Revue littéraire américaine

The Bookman
Image illustrative de l’article The Bookman
publicité pour le numéro d'avril 1896.

Pays Drapeau des États-Unis États-Unis
Langue Anglais
Périodicité mensuel
Genre magazine littéraire
Fondateur Frank Howard Dodd
Date de fondation 1895
Date du dernier numéro 1933
Éditeur Dodd, Mead and Company
Ville d’édition New York

The Bookman est un journal littéraire américain publié à New York de 1895 à 1933.

HistoriqueModifier

The Bookman était un journal littéraire édité en 1895 par la Dodd, Mead and Company. Il a tiré son titre de l'affirmation de James Russell Lowell, "je suis un intellectuel,". Cette affirmation est régulièrement apparue sur la couverture et la page de titre de chaque édition.

Frank H. Dodd, le responsable de la Dodd, Mead and Company, a fondé The Bookman en 1895. Son premier rédacteur a été Harry Thurston Peck de 1895 à 1906. Avec la première publication du journal en , Harry Thurston Peck a créé la première liste de best-seller de l'Amérique. Ces listes, dans The Bookman ont été éditées de 1895 à 1918 et sont la seule source complète des best-sellers annuels aux États-Unis de 1895 à 1912, lorsque le Publishers Weekly a commencé à publier ses propres listes.

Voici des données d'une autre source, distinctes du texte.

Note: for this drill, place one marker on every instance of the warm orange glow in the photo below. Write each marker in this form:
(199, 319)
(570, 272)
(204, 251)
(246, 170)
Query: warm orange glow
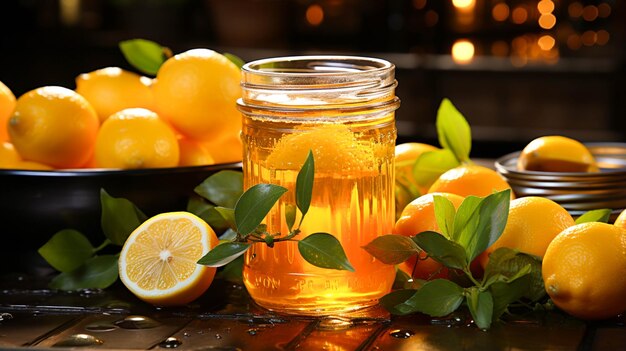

En 1918, le journal a été acheté par la George H. Doran Company et vendu ensuite en 1927 à Burton Rascoe et Seward B. Collins. Après le départ de Rascoe en 1928, Collins a continué à éditer et publier le magazine jusqu'à l'arrêt de la publication en 1933.

The Bookman a été dirigé par Arthur Bartlett Maurice (1873-1946) de 1899 à 1916, par G.G. Wyant de 1916 à 1918, et par John C. Farrar pendant les années où il appartenait à George H. Doran. Sous la brève direction de Burton Rascoe de 1927-28, il abandonne sa ligne conservatrice et sa position politique, en publiant, par exemple, le roman d'Upton Sinclair Boston. Son dernier rédacteur fut Seward Collins et la ligne éditoriale de The Bookman devint plus conservatrice, influencée par Irving Babbitt promouvant l'humanisme et le distributisme. Comme rédacteur, Collins lui-même penchait vers l'extrême-droite et le fascisme. Quand The Bookman a cessé d'être publié en 1933, Collins a lancé The American Review.